As he fell, Peter was able to clutch onto the edge of the roof, but he knew he couldn't last long. Even with his hands healing as fast as they could, he couldn't hold on for long. The second he tried to climb back up, though, he knew he would have to leave himself open and Claude would take advantage of his weakness and give him the final shove over. And even with his enhanced healing powers, Peter wasn't sure he could survive falling off of a moving train.
Or getting caught under one.
"Claude!" Peter pleaded. "Please! Pull me up!"
"You really haven't got it yet, have you?" Claude snarled. "This isn't a sparring gym."
He slammed his hobnailed boot down hard onto Peter's hand.
"Arghh!" Peter screamed.
"It's an operating table," Claude growled.
He brought his boot down again, this time harder.
"And I'm the surgeon."
Peter had to think. It didn't make sense that Claude would drag him all this way just to kill him. There had to be a reason he had dragged him on the top of this train, at this time.

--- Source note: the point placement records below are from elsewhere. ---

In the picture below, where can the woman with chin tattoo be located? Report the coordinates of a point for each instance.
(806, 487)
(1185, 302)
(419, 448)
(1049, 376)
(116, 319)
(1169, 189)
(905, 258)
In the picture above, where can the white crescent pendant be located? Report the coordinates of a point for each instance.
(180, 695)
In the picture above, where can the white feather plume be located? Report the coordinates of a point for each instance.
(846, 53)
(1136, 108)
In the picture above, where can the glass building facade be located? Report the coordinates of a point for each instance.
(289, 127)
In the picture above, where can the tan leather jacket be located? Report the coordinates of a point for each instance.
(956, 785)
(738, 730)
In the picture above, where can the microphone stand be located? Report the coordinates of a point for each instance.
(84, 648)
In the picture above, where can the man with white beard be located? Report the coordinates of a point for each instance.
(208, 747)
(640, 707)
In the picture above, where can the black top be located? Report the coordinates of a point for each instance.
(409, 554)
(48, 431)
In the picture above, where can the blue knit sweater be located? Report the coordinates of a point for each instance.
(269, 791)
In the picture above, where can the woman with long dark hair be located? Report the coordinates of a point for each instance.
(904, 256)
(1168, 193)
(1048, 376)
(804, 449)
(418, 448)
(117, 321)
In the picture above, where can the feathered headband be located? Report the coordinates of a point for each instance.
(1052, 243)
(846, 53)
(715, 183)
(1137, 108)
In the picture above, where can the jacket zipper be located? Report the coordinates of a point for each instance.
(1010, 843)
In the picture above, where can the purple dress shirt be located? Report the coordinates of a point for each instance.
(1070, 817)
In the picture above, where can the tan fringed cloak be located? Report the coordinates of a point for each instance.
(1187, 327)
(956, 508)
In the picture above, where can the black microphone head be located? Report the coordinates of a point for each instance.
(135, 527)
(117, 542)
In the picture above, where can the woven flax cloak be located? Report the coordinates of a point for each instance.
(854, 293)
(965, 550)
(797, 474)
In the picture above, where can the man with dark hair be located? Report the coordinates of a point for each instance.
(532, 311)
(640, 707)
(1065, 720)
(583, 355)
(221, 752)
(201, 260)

While still straining himself to maintain his grip for the few last precious seconds, Peter tried to reach out his consciousness. Claude had said they were traveling to meet someone, it was just a matter of figuring out who.
And then he saw her for the first time.
He didn't know who she was, but that wasn't important. What mattered was that she really was running alongside the train, as he'd joked days earlier. And she wasn't just keeping pace with it.
She was running circles around the train.
And then Peter had it. Faster than Claude could follow, much less stop, Peter shot himself back up, barreling the other man over in process.
"I'm going to kill you, you psychopath!" Peter snarled.
Claude, however, couldn't stop laughing. "Excellent! Excellent! You're finally starting to come around!"
Peter looked down at Claude's wicked, smiling face and suddenly felt very sick.
"Yeah, I am," he replied. "and I'm done."
And then Claude's smile faded. "What are you talking about?"
"I'm through with your sick games," Peter said, turning his back on his teacher. "This isn't getting me any closer to finding my parents killers... if it wasn't just you all along," he said ruefully. "It's not even about teaching me about my powers or helping me get new ones... it's just you trying to prove you're in control. Well, I'm done playing along, Claude.
"I quit," he spat, using his new power to speed far into the distance.
Claude shook his head. "If only it were that easy."
And then he reached into his battered old coat, extracted a mobile phone over half a century away from being produced, and dialed up the only number in memory.
"I'm afraid he's just taken a runner," Claude told the voice on the other end. "No, I'm sure he'll be back... we just need to make sure he has a rough time on his own. Right."
Claude severed the connection and smiled to himself. Everything was going according to plan.